Avent points to the “class” appeal in the Romney quote. But I’d rather go after the dichotomy and then an inaccurate and infantile use of terminology: “We have a very different approach the president and I between a government-dominated society and a society driven by free people pursuing their dreams . . . ” The false dichotomy has to do with the stated choice of beliefs. The audience is supposed to “believe” first in either a “government-centred society” or a “free enterprise society.” Romney provides a definition for each: the first is a “society that provides more and more benefits” while the second is a “society where people are able to pursue their dreams.” It is taken as “fact” that a society that provides “more” benefits is a society in which people are inhibited from pursuing dreams. This is not, however, a “fact,” as we can imagine societies where healthcare is provided as a major “benefit” by the government and have, under such great “benefit weight,” demonstrated ample ability to “dream.” Example: Norway, whose ranking on the Human Development Index is nothing to laugh at, unless, of course, you’re inclined to accept gross generalization.

The other side of the coin is the “free enterprise society,” defined as a place where people are free to “pursue their dreams.” It is treated as a fact that such is a place where the government “does not provide more benefits” is expressed as a legitimate counterweight, which is just an odd phrase to utter in the company of people with brains. Is there such a thing as “unfree enterprise”? Is it not possible for people in a “free enterprise society” to have their dreams crushed? Another problem is Romney’s method of using rhetorical amplification by subtly equating “government-centered” with “government-dominated,” when the first phenomenon can be refuted by even fifth-grade research, and neither is effectively defined in the context of a reality-based system of classification. “Government-centered,” I assume, is a keyword for a Fascist state.

This is argument by trigger words. “Benefits” is the first case is another way of saying that people are handed what they should otherwise work or “dream” for. One should both “work” for a college education and then, after graduation, “work” for a high standard of living. An underwritten education, on the other hand, signifies that the college student in this scenario is “dominated” by the government. By extension, one could argue the principle of the slipper slope and claim that underwriting would lead to a narrow or hollow curriculum. But Madison would have a lot to say about that, and it avoids constitutional realities. For Madison, the people underwrite.

Romney’s are not smart arguments. They belittle the American electorate and Close the American Mind.

Joseph Stiglitz writes this about what amounts to a correction of the terms:

Inequality in “market incomes” — what individuals receive apart from any transfers from the government — has increased as a result of ineffective enforcement of competition laws, inadequate financial regulation, deficiency in corporate governance laws, and “corporate welfare” — huge open and hidden subsidies to our corporations that reached new heights in the Bush administration.

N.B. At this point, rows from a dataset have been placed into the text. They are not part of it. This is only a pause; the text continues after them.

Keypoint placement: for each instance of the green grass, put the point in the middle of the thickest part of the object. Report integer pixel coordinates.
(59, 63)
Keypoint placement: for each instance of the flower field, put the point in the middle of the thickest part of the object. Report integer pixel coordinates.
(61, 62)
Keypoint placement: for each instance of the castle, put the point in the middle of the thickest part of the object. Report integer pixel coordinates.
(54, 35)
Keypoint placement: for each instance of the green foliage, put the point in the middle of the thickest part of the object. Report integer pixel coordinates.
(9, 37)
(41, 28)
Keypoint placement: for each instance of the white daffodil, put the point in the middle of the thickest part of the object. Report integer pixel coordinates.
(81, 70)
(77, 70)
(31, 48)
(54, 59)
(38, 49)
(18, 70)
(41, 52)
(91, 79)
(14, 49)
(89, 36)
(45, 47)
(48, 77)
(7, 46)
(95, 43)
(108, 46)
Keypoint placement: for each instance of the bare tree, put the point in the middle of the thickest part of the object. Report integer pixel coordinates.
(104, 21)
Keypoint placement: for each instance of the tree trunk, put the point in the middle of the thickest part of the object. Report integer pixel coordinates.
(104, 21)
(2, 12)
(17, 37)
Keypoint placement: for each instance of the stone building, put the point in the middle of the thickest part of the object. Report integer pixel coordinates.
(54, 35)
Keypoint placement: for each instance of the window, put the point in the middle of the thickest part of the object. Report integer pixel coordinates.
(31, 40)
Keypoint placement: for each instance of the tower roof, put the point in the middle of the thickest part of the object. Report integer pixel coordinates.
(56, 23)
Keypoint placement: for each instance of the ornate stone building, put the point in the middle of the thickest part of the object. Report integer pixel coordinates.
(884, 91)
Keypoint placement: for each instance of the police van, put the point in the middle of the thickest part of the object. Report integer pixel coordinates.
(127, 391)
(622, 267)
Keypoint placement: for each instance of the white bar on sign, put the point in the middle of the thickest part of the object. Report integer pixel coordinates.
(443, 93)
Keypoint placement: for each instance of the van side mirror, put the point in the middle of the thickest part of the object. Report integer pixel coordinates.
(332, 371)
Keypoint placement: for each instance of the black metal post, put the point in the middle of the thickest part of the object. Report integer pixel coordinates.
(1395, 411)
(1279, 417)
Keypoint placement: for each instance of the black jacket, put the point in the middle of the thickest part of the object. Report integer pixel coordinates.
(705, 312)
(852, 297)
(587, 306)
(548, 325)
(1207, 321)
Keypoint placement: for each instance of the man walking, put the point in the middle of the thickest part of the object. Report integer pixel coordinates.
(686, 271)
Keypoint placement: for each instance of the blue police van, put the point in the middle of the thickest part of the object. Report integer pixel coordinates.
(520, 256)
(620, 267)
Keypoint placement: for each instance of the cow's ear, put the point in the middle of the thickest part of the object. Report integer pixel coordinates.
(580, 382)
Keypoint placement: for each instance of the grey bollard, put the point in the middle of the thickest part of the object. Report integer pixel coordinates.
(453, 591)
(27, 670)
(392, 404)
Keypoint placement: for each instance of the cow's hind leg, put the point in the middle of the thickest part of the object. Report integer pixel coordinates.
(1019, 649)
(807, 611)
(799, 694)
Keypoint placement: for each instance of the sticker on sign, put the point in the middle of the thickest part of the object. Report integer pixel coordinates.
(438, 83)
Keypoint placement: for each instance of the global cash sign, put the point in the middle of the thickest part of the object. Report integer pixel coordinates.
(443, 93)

When, for instance, competition laws are not enforced, monopolies grow, and with them the income of monopolists. Competition, by contrast, drives profits down. What is disturbing about Romney and Ryan is that they have done so little to distance themselves from the economic policies of the Bush administration, which not only led to poor economic performance, but also to so much inequality. Understandably, perhaps, Romney has not explained why those, like him, in the hedge fund and equity fund business should be able to use a loophole in the tax law to pay 15 percent taxes on their earnings, when ordinary workers pay a far higher rate.